Fire licked through my veins at the memories. Every Orc whose eyes had lingered a heartbeat too long on Jordan's face. Every accidental touch that had flooded me with murderous rage. Kael, poor fool, still working double shifts because he'd been stupid enough to let his desire show. "Yes."
Sarsa's voice softened, which somehow made her next words slice deeper. "And now that she's gone—you feel it, don't you? That void. Like someone reached past your ribs and tore your heart away, leaving you to bleed in ways that have no words."
The realization hit me like a warhammer. That gnawing emptiness that had made a home beneath my ribs. The restlessness that stalked through me like a predator with nowhere to hunt. The way everything had dulled to grey, as if Jordan had stolen all the color from the world when she walked away.

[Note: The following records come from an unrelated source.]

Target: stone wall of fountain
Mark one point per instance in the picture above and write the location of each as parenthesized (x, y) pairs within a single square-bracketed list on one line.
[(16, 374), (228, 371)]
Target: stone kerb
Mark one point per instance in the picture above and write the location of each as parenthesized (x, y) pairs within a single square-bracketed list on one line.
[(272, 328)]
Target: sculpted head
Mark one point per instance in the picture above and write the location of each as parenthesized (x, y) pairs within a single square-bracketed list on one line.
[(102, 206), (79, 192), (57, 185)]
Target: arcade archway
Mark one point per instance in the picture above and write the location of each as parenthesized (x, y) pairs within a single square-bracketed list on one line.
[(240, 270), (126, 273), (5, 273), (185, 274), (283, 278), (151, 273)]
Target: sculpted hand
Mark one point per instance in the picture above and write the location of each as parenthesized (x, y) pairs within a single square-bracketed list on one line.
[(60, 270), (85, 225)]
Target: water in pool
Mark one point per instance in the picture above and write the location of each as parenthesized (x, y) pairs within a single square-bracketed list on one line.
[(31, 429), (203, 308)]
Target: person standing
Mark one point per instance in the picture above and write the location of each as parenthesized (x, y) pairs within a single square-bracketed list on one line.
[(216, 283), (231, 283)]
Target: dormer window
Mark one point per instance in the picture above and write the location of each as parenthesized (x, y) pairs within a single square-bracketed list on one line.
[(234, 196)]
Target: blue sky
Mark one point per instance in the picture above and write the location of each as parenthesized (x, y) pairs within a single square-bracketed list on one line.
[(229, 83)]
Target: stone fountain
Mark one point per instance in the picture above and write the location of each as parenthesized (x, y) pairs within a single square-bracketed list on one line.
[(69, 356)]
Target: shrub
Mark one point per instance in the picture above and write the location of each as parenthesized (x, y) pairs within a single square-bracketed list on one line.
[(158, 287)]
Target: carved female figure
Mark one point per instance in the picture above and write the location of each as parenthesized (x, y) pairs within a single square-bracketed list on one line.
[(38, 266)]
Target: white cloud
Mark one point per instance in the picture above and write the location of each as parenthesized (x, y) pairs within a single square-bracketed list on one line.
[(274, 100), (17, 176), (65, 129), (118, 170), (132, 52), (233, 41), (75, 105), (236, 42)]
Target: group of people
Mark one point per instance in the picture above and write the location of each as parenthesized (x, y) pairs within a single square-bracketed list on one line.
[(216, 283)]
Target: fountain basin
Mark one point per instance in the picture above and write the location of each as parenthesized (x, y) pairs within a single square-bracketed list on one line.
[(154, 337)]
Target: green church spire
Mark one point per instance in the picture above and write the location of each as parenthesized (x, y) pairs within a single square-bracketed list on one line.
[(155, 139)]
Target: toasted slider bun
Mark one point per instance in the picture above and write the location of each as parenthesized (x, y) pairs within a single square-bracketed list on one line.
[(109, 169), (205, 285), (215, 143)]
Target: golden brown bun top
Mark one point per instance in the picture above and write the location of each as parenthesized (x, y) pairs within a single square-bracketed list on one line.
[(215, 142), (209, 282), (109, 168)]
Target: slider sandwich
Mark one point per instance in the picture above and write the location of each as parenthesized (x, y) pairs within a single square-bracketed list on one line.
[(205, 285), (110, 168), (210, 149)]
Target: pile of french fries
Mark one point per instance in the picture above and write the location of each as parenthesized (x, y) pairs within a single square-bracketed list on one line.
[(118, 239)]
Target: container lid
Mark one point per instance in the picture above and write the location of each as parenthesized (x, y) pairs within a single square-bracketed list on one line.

"Yes." I could barely force the word out.
Sarsa sat back, satisfaction crossing her weathered features. "Then you understand what this is. What you feel transcends mere attraction or even the love humans speak of in their poetry. This is the sacred bond, awakened after centuries of silence." She leaned forward, her gaze sharp enough to cut. "And if you let her slip away without a fight, you'll suffer that regret to your grave. The bond doesn't choose the unworthy, Ruka. It doesn't stir on a whim. If the old magic has woven her fate with yours, then you dishonor both of you by surrendering without raising your blade."
I stared at Sarsa, her words reverberating through the hollow cavern Jordan had carved in my chest. Magic. Destiny. Ancient bonds clawing their way back from the grave after centuries of slumber.
The rational part of me—the part forged in combat, tempered by steel and sweat—wanted to scoff at mystical forces I couldn't grip in my fists or cleave with my blade.
But there was another part. The part that had felt reality shift the moment Jordan crashed into my world, all defiance and care wrapped in soft human skin. That part recognized the truth when it heard it.